= Variable Data Intelligent Postscript Printware =

Variable Data Intelligent Postscript Printware is an open language from Xerox that enables highest-performance output of variable-data PostScript documents. It is used by the FreeFlow VI Suite (VIPP) front end.

==Origins==
VIPP was originally called XGF and it is simply groups of PostScript dictionaries which provide macros that simplify writing of complex PostScript commands. PostScript is powerful language which allows variable data printing and personalization of the data stream with the right commands. To implement some of these features a programmer has to write a few, or sometimes many, lines of code. Xerox developed macro procedures in PostScript language dictionaries to make page control easier.

For example, to merge a graphic form with the data stream requires an understanding of PostScript commands according to the Adobe PostScript Language Reference Manual (PLRM, otherwise known as the "Red book"). Xerox gives you this feature through this simple command "(formname) SETFORM", where formname is the name of the form accessible from the Xerox printer controller (DocuSP or FreeFlow Print Server). Several VIPP commands are identical to PostScript commands.

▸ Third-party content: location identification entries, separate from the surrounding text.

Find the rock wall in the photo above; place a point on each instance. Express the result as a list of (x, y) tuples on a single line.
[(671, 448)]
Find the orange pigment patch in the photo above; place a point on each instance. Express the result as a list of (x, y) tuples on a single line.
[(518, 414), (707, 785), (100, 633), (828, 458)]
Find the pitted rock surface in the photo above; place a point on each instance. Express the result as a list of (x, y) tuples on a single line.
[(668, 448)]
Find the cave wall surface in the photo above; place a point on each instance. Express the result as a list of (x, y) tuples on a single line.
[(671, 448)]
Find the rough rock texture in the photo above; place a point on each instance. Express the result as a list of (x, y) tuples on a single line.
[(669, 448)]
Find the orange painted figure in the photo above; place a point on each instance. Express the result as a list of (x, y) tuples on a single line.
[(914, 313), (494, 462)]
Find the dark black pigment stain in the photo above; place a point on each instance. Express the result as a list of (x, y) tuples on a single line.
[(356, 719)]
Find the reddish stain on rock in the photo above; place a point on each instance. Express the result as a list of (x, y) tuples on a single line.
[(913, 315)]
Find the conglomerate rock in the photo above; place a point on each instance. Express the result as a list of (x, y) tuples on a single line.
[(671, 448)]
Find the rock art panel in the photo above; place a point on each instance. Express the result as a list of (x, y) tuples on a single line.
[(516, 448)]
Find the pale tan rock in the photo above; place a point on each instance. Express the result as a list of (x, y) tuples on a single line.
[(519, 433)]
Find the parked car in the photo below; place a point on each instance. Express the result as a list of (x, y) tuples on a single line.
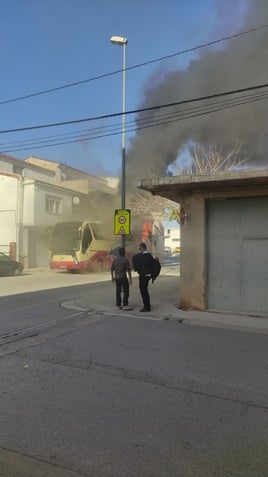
[(9, 266), (176, 250)]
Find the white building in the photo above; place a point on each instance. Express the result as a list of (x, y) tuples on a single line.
[(33, 199)]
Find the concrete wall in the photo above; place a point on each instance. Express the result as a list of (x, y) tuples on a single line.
[(192, 266), (8, 211)]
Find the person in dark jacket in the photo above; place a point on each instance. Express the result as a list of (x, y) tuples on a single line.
[(119, 270), (142, 264)]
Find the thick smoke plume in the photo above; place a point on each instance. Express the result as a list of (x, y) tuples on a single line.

VIPP was originally written by couple of Xerox systems Analysts in Switzerland to enable the highest speed Postscript printers, at that time 50 pages per minute, to have the features of Xerox's proprietary production printing languages PDL and FDL which provide simple variable data printing. Xerox Corporation adopted the idea and developed their work by putting these procedures on Sun Microsystems hosts where the Adobe interpreter also resides. Together, these modules give complete control over the printing engine and data stream.

==Operation==
VIPP can be used in four different modes: Database mode, Line mode, XML mode and Native mode. In Database mode, the programmer can quickly implement a printing solution, for example a billing application, for a delimited database file. In Line mode, an existing print application can be enhanced with form overlays, font selection, color and other features offered by modern laser printers. In XML mode, an XML file can be turned into a readable document. In all modes, VIPP offers conditional logic manipulation of the data.

For example, a multi-page bill could be printed in duplex (two-sided) mode with the first page selected from a paper tray loaded with a perforated sheet for remittance return, and the back side printed with disclosures and instructions, while subsequent pages of billing detail are printed on plain paper. The VIPP programmer might even insert an OCR or MICR line for remittance processing, complete with a check digit.

Xerox markets an Interactive Development Environment for VIPP called FreeFlow VI Designer. and FreeFlow VIPP Pro Publisher. These help a programmer code applications rapidly in VIPP. FreeFlow VIPP Pro Publisher is a plugin to the popular Adobe InDesign product enabling WYSIWYG VIPP development.

==Licensing==
VIPP is licensed to specific printer controllers running a Solaris or Microsoft Windows operating system, including some PostScript capable office devices that have non-volatile memory (such as a hard disk). VIPP is capable of being installed on any device which has a PostScript interpreter. FreeFlow Print Server (FFPS), formerly DocuSP is VIPP enabled but is limited in producing up to 200 pages until appropriately licensed.